En este
segundo tomo de Las mil noches y una
noche se reducen de forma muy considerable los episodios sexuales, que
tanto proliferan en el volumen inicial de la serie; pero esa reducción temática
no supone una merma del interés narrativo, porque accedemos a un buen número de
relatos en los que el humor, la crueldad, las reflexiones sobre la muerte o los
resortes retóricos asaltan al lector con gran eficacia.
Sorprende,
por ejemplo, la habilidad mostrada en la noche 25, en la cual se nos informa
sobre la hilarante historia del jorobado al que se mata por accidente y cuyo
crimen se atribuyen varias personas por diferentes motivos, todos ellos
erróneos.
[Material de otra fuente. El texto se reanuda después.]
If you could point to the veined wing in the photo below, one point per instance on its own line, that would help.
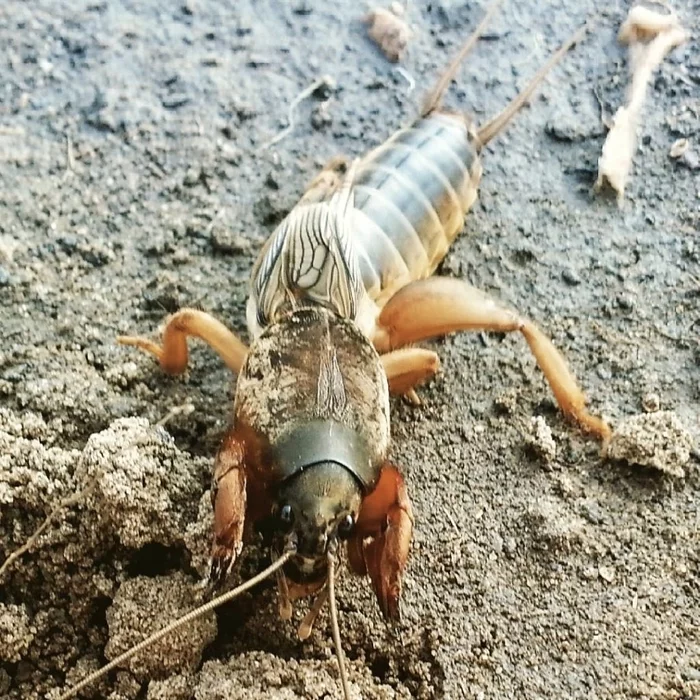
(309, 260)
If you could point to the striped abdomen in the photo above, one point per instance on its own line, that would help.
(411, 195)
(351, 247)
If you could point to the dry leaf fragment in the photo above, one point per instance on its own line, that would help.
(389, 31)
(650, 36)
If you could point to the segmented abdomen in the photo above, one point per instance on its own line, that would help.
(411, 196)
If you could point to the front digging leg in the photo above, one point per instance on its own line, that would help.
(382, 539)
(229, 501)
(439, 305)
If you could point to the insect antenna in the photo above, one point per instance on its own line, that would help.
(434, 97)
(335, 630)
(176, 624)
(495, 125)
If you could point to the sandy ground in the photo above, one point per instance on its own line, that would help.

O la espantosa falta de humanidad que manifiesta aquella dama que, al
ver que las manos del hombre con quien se acaba de desposar huelen a ajos, le
hace cortar los pulgares, ofendida (noche 27).
Para los
amantes de la literatura comparada también resulta chocante descubrir la
temprana aparición literaria de una “celestina”, a quien se entrega una bolsa
de dinares por actuar de eficaz intermediaria entre el narrador y la hija del
cadí de Bagdad (noche 28). O advertir cómo El-Aschar protagoniza una versión
oriental del cuento de doña Truhana, pero encarnándolo en un vendedor de
cristalería (noche 32).
En el
orden filosófico, creo que resulta muy llamativa la forma en que define a la
muerte, con mayúsculas menos fervorosas que asqueadas (“Arrebatadora de todo
goce, la Dislocadora de toda intimidad, la Separadora de los amigos, la
Sepultadora, la Invencible, la Inevitable”, noche 32).
Apuntaré
también una fenomenal hipérbole, que he subrayado con admiración en la noche
35: nos habla de la ropa mísera de un pescador y nos dice que está “llena de
chinches y de pulgas en número suficiente para cubrir la superficie de la
Tierra”.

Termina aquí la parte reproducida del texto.